Addio al riciclo, ora ci pensa un bruco. È questa la scoperta della scienziata italiana, Federica Bertocchini. Una scoperta non da poco: un bruco mangia-plastica che potrebbe dare nuovo impulso al riciclo per liberare acque e suoli. Si tratta della larva della tarma della cera, Galleria Mellonella, un parassita degli alveari. È un bruco comunemente usato come esca dai pescatori, ma sembra sia capace di mangiare e a degradare il polietilene. Ossia, ciao ciao plastica!
Il bruco: che scoperta!
La scoperta è avvenuta per caso. La biologa italiana ha l’hobby dell’apicoltura e, sistemando gli alveari, l’anno scorso si è accorta che erano pieni di questi bachi. Nel tentativo di ripulire i suoi alveari, ha raccolto i bachi in una borsa di plastica. Qualche ora dopo, però, si è accorta che la busta di plastica era già piena di buchi e le larve libere. Questo semplice e banale aneddoto potrebbe essere alla base di una scoperta importantissima nel nostro trattamento dei rifiuti.
Così nasce questo studio. Federica Bertocchini, dell’Istituto di Biomedicina e Biotecnologia di Cantabria, in Spagna, si è messa in contatto con Paolo Bombelli e Christopher Howe, del dipartimento di Biochimica dell’università di Cambridge. Tutti insieme hanno programmato un esperimento.
L’esperimento
Un centinaio di larve sono state poste vicino a una busta di plastica. È stato osservato che, già a distanza di 40 minuti, sono comparsi i primi buchi. Dopo 12 ore, la massa della busta si era ridotta di 92 milligrammi: un ritmo di degradazione che i ricercatori hanno giudicato estremamente rapido, soprattutto rispetto a quello finora osservato in altri microrganismi capaci di digerire la plastica. Infatti, alcune specie di batteri nell’arco di una giornata riescono a degradare 0,13 milligrammi.
Si tratta ora di capire come questo bruco riesca a mangiare la plastica. Gli scienziati hanno dato una risposta. “Sono animali che si cibano della cera d’api.
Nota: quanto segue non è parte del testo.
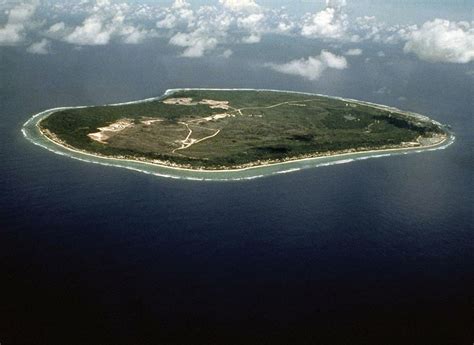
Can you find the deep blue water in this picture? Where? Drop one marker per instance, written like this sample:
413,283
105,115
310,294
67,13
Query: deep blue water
374,252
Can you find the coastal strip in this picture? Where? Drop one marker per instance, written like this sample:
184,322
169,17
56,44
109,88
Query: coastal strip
32,132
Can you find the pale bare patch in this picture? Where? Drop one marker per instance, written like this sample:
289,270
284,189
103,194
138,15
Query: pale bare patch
150,122
106,132
179,101
216,104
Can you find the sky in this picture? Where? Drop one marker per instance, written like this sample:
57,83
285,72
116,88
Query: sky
432,31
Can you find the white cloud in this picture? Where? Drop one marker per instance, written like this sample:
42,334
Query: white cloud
41,47
18,20
330,23
312,67
354,52
196,43
240,5
442,41
106,22
58,27
253,38
180,13
227,53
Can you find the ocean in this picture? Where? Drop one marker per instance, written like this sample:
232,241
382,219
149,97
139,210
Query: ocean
376,251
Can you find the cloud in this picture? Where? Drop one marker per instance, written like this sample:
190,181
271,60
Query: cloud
18,20
240,5
196,43
106,22
180,13
330,23
312,67
442,41
227,53
353,52
41,47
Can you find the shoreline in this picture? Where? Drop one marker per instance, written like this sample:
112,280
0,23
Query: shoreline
253,166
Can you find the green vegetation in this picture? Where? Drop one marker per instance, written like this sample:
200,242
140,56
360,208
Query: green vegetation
258,125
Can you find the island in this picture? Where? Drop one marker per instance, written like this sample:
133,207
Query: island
234,129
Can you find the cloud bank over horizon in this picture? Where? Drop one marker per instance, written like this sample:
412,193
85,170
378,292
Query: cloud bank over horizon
217,28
E la cera è un ricco complesso di molecole diverse, che però contiene un legame analogo a quello che sostiene la robusta struttura molecolare del polietilene: una catena di atomi di carbonio che si ripete” spiega la biologa. “Quindi, dal punto di vista evolutivo, ha senso che il baco riesca a nutrirsi di plastica”. Il meccanismo metabolico preciso sarà oggetto di un prossimo studio.
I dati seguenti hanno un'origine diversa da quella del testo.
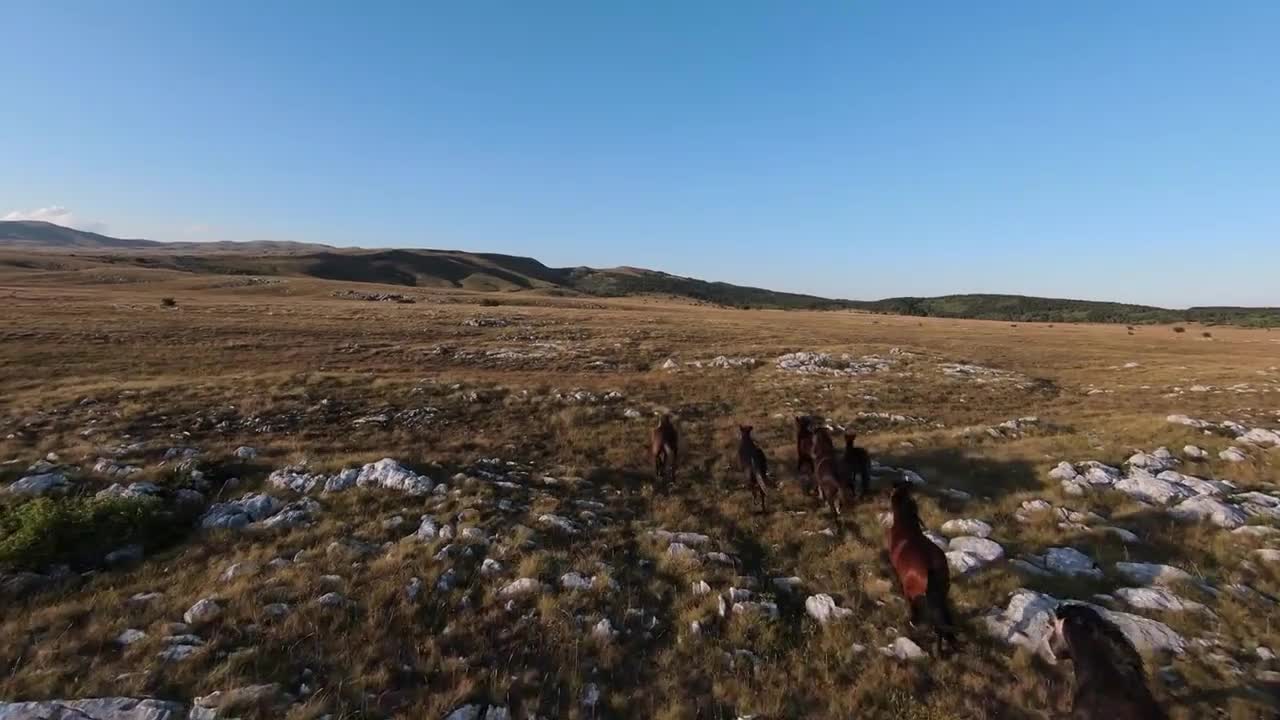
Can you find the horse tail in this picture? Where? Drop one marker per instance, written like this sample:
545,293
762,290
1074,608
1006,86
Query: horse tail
938,606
“Per ora con i nostri esperimenti abbiamo capito che la degradazione della plastica non avviene solo per la semplice azione masticatoria – e quindi meccanica – del baco, ma proprio per un processo chimico” aggiunge Bertocchini. “Abbiamo infatti spalmato sul polietilene un impasto di G. mellonella , notando che la degradazione ha luogo”. Da un’analisi chimica più approfondita si potrà scoprire l’enzima o il batterio antiplastica nascosto nel sistema digestivo della larva. «Se un solo enzima è stato responsabile di questo processo chimico, la sua riproduzione in grande scala con metodi biotecnologici potrà essere possibile», ha affermato Paolo Bombelli.
Il peso della plastica
Ne abbiamo già parlato qui: le conseguenze della plastica sul pianeta sono pericolosissime. Il polietilene, il cibo di cui è ghiotto il nostro bruco, viene usato principalmente per gli imballaggi e rappresenta il 40% dei prodotti plastici usati in Europa. E ben il 38% della plastica finisce nelle discariche. Riuscite a quantificare l’inquinamento prodotto?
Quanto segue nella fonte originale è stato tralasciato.